Talks With Residents

Since then, Caliguiri has revived an old practice of visiting one neighborhood each week to talk to residents about their problems.

Caliguiri, 56, a slight man of 5-foot-6, is a Pittsburgher through and through, with roots as deep as any steelworker's.

He isn't known for his impulsiveness or quick wit. Indeed, he seems restrained and cautious at press conferences or while being interviewed.

But there is a spontaneity revealed in special moments--when he entertains a fifth-grade music class with a tap dance, cajoles an elderly man about his Pittsburgh Steelers watch, or holds the hand of a stroke victim struggling to pronounce the words, "I'm praying for you."

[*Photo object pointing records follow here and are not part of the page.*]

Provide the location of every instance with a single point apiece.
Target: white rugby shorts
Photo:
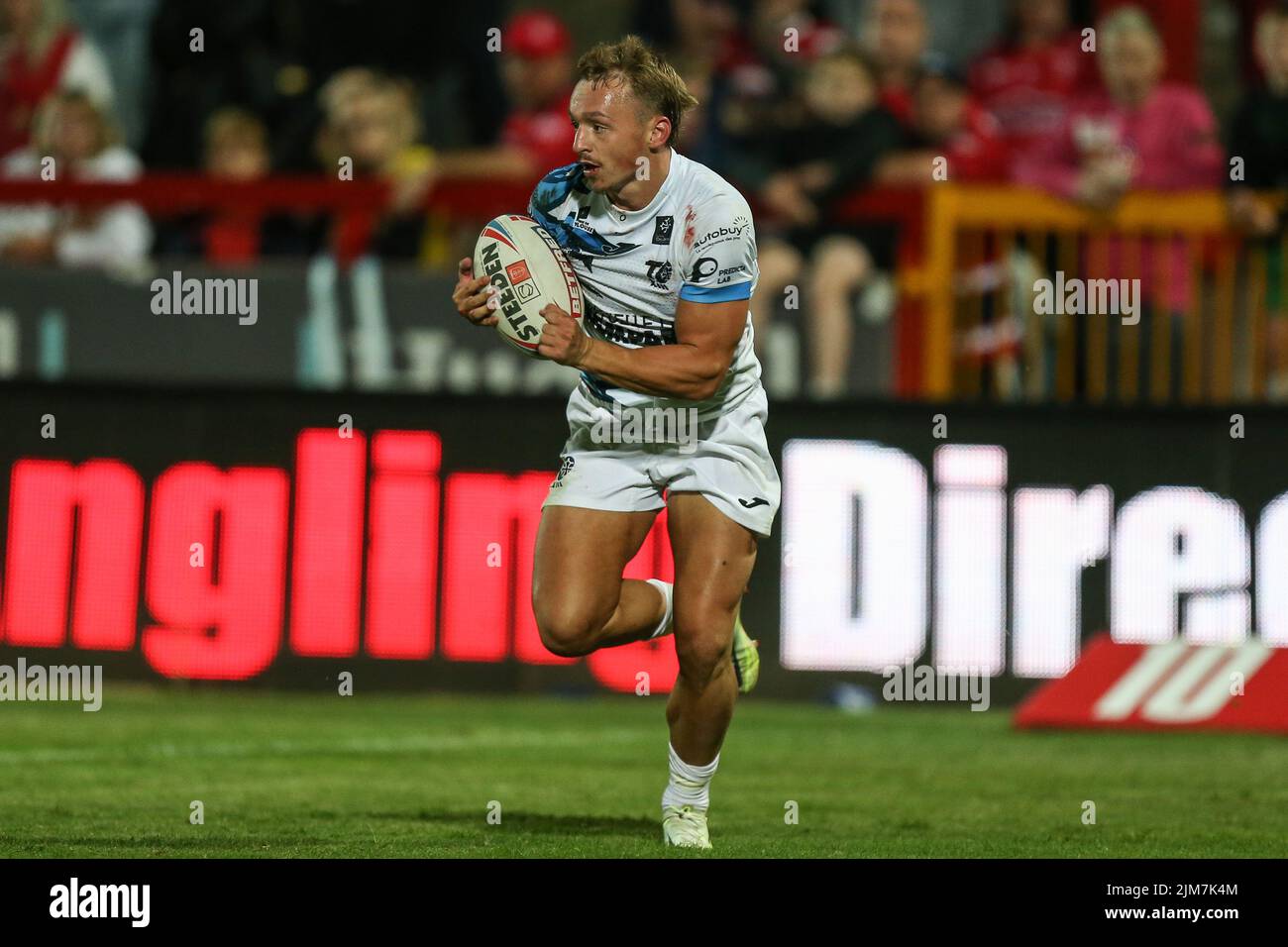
(725, 459)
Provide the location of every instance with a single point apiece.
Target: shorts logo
(566, 464)
(662, 228)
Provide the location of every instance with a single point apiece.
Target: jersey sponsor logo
(566, 464)
(662, 228)
(728, 274)
(629, 329)
(704, 266)
(658, 274)
(724, 234)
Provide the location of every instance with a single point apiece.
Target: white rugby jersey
(694, 241)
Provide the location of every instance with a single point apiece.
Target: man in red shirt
(536, 68)
(896, 35)
(1028, 80)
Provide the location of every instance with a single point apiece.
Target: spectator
(120, 30)
(536, 136)
(42, 53)
(1260, 140)
(704, 44)
(1029, 78)
(73, 132)
(1138, 134)
(896, 37)
(372, 120)
(845, 136)
(764, 65)
(237, 151)
(948, 123)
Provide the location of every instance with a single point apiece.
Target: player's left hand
(562, 339)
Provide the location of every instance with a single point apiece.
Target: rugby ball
(529, 272)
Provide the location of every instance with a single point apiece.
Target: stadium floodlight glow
(857, 577)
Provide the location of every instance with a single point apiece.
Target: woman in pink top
(1138, 134)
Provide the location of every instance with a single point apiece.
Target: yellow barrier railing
(1205, 295)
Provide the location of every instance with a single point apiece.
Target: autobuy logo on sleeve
(102, 900)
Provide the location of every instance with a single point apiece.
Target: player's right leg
(579, 595)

Caliguiri, who lives with his wife and two sons a short distance from where he grew up in a working-class neighborhood, worked for 15 years in the city parks department, first as a supervisor in 1956 and later as director.

He says he never intended to make public service his career.

'Temporary Position'

"This started out as a temporary position for me while I was going to night school," he says. "Thirty years later, I'm trying to make it more permanent."

In 1971, Caliguiri ran for City Council as an independent, leading the ticket over the endorsed Democratic candidates in a city overwhelmingly Democratic. As council president in 1977, he was tapped to take over as interim mayor when then-Mayor Pete Flaherty joined the Jimmy Carter Administration.

Caliguiri ran for Flaherty's abdicated post in November, 1977, again as an independent, beating a popular Democratic candidate, Allegheny County Commissioner Tom Foerster, by barely more than 5,000 votes.

Since then he has won reelection twice, garnering more than 76% of the vote each time during a rocky period in which the region lost more than 75,000 jobs, including the Gulf Corp. in 1984, and experienced unemployment rates as high as 19% in 1982.

Former Mayor David Lawrence had initiated a Renaissance I program in the 1950s to clean up the air and water and refurbish the downtown area. But Caliguiri felt more needed to be done to prevent stagnation.

Expands Renaissance

Upon taking office, he launched Renaissance II, an ambitious economic revitalization program to attract more diverse businesses and industry. At the same time, he pumped millions of dollars into the city's colorful neighborhoods in an effort to stop urban flight.

Over the last decade, $2.4 billion in building permits have been issued, more than a third of which went toward turning the city's skyline into an impressive display of ultramodern skyscrapers and refurbished historic buildings. In addition, about $250 million in low-interest housing loans were awarded to low-income homeowners to help purchase or refurbish private housing, according to the Pittsburgh Urban Redevelopment Authority.

Improvements in mass transit, which had languished in previous administrations, took off under Caliguiri.